Conditional logic enables dynamic forms that adapt to your data, showing relevant fields based on previous responses.

Pattern 1: Progressive Detail

Create a checkbox asking “Record detailed measurements?” When selected, reveal comprehensive measurement fields. This approach keeps forms uncluttered whilst allowing detailed recording when necessary.

Pattern 2: Specification Fields

Include “Other” in dropdown menus, triggering a text field for specification when selected. This pattern accommodates unexpected values whilst maintaining controlled vocabularies.

Pattern 3: Type-Dependent Recording

Different feature types require different information. A “Feature type” radio button can reveal:

  • Burial-specific fields for human remains protocols

  • Sampling fields for hearth features

  • Dimensional fields for postholes This ensures collectors see only relevant fields for their current context.

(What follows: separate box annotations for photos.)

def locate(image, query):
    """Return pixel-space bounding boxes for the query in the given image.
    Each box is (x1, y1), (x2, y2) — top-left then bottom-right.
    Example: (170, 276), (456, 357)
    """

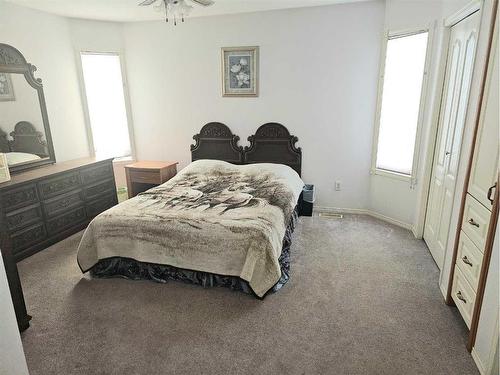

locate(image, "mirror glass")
(0, 72), (50, 167)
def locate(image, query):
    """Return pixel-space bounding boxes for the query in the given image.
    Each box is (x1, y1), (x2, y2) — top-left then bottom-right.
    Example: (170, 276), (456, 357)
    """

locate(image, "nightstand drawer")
(457, 231), (483, 291)
(462, 194), (491, 252)
(130, 171), (161, 185)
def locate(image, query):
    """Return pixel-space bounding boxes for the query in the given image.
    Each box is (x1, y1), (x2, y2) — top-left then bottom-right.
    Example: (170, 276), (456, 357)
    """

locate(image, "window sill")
(371, 169), (412, 182)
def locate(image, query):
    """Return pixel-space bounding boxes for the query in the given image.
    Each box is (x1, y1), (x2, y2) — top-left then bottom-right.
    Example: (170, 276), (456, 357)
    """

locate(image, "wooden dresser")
(0, 158), (117, 261)
(0, 158), (118, 330)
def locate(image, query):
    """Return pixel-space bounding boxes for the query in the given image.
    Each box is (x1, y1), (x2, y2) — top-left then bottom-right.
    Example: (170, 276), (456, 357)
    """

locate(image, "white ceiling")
(7, 0), (365, 22)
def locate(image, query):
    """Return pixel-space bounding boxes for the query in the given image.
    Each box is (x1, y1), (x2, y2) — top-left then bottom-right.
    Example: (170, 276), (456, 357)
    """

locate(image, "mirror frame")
(0, 43), (56, 173)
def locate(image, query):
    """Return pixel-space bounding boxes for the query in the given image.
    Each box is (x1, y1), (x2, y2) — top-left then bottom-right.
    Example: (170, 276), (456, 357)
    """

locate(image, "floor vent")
(318, 212), (344, 219)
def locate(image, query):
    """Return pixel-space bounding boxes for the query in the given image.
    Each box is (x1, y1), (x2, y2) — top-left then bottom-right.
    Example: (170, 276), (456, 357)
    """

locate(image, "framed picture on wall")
(222, 47), (259, 97)
(0, 73), (16, 102)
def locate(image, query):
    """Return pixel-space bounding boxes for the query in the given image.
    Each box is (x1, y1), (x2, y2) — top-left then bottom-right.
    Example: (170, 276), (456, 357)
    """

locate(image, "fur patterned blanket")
(78, 160), (304, 297)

Best Practices for Effective Notebooks

Design Principles

  1. Follow workflow sequences – Order fields matching natural recording patterns

  2. Group related information – Use sections to organise logical field clusters

  3. Minimise requirements – Mark only truly essential fields as required

  4. Provide clear guidance – Write helpful field descriptions assuming minimal training

  5. Test thoroughly – Validate notebooks on target devices before deployment

Performance Optimisation

  1. Strategic field selection – Radio buttons render faster than dropdowns for small option sets

  2. Sticky field configuration – Maintain rarely-changing values across records

  3. Media management – Separate photo-intensive forms from data forms where feasible

  4. Field positioning – Place frequently-used fields at form tops

  5. Relationship design – Consider performance implications for extensively linked data

Data Quality Strategies

  1. Consistent naming – Establish and document naming conventions

  2. Unit specification – Include units in field labels: “Depth (cm)”

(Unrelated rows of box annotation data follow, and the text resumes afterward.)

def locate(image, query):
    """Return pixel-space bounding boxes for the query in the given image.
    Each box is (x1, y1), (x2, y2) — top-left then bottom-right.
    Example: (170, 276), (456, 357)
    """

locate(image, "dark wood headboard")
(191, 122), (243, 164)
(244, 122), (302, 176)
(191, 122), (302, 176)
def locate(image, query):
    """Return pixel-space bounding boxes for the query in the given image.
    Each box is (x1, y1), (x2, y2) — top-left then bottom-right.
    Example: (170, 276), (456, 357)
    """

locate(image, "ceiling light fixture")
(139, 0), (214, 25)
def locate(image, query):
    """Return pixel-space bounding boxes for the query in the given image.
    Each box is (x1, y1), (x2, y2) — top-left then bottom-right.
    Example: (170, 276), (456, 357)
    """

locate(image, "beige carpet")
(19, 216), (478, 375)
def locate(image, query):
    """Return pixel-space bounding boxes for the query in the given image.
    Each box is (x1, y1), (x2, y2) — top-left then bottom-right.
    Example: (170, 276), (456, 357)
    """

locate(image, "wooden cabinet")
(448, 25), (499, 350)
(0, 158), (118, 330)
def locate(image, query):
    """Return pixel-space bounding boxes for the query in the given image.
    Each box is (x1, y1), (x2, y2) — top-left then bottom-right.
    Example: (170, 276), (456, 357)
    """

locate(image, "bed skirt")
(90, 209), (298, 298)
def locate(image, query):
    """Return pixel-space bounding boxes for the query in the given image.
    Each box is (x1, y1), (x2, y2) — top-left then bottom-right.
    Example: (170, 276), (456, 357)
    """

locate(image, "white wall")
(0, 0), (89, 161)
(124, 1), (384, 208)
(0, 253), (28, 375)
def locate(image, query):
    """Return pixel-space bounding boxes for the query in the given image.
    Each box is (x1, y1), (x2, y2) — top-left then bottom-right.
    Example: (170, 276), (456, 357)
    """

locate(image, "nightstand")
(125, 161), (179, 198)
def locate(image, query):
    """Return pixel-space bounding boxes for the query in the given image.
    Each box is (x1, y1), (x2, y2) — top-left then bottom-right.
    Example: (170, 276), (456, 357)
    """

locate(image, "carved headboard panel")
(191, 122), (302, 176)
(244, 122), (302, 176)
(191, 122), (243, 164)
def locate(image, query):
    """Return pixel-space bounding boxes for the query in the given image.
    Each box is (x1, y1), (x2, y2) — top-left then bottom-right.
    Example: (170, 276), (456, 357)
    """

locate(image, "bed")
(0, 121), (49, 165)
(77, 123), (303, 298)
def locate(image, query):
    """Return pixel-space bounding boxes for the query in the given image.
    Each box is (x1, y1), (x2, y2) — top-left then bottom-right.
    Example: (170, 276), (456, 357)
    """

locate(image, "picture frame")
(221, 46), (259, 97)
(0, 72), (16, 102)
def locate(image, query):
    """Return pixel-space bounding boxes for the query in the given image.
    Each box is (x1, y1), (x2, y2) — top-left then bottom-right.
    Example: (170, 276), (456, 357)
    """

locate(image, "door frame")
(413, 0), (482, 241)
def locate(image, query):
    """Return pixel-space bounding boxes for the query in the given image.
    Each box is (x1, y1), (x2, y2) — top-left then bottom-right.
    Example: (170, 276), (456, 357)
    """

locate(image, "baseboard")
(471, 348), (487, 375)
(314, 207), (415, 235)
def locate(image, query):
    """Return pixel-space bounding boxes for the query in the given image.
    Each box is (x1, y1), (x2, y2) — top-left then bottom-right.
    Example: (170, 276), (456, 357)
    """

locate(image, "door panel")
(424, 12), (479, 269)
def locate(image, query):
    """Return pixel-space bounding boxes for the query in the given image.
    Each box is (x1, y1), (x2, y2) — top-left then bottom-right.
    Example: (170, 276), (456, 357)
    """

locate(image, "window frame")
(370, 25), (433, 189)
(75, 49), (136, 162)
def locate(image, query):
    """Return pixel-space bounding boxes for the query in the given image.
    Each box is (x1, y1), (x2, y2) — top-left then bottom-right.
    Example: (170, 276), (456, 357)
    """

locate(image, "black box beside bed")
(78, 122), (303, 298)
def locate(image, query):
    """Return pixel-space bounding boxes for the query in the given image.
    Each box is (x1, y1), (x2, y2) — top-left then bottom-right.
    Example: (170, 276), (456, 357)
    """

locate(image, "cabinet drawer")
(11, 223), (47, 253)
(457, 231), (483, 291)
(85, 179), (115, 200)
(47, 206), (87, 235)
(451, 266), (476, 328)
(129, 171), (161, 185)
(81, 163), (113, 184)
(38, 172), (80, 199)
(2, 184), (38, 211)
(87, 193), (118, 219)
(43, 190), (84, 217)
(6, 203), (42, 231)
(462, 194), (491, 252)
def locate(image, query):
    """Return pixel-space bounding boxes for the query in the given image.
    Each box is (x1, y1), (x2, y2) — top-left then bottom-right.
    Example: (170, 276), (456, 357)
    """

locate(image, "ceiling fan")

  3. Validation rules – Configure appropriate constraints for numeric fields

  4. Export planning – Design with your analysis workflow in mind

  5. Documentation – Maintain a data dictionary alongside your notebook

Troubleshooting Common Issues

GPS Acquisition Problems

If GPS struggles to acquire position:

  • Move to open sky away from buildings and tree cover

  • Allow 30–60 seconds for satellite acquisition

  • Verify device location services are enabled

  • Consider using Map Field for manual position selection

Photo Synchronisation Challenges

For notebooks with extensive photography:

  • Configure image compression settings appropriately

  • Enable device-specific download toggles

  • Schedule synchronisation for WiFi availability

  • Consider separate photo documentation forms

Vocabulary Limitations

When controlled vocabularies prove restrictive:

  • Add “Other” options with specification fields

  • Consider multi-select for non-exclusive categories

  • Document new terms for vocabulary updates

  • Use hierarchical dropdowns for complex taxonomies

Data Entry Errors

To minimise recording mistakes:

  • Verify all required fields display clear indicators

  • Check validation messages are helpful, not cryptic

  • Test numeric constraints match expected ranges

  • Ensure date formats align with user expectations

  • Configure appropriate default values

Synchronisation Issues

When data won’t sync:

  • Confirm network connectivity

  • Check available device storage

  • Verify user authentication

  • Review any validation errors

  • Consider data volume and connection speed

Where to Get More Help

  • Field Type Reference: Comprehensive documentation for all field types and configurations

  • Designer Documentation: Detailed guidance on using the notebook Designer interface

  • Template Library: Example notebooks for various research disciplines

  • Community Resources: Forums for sharing patterns and troubleshooting with other researchers

  • Technical Support: Contact details for system-specific assistance

Remember that successful digital field recording emerges from iterative refinement. Start with simple notebooks, gather user feedback, and progressively enhance your designs based on real-world experience.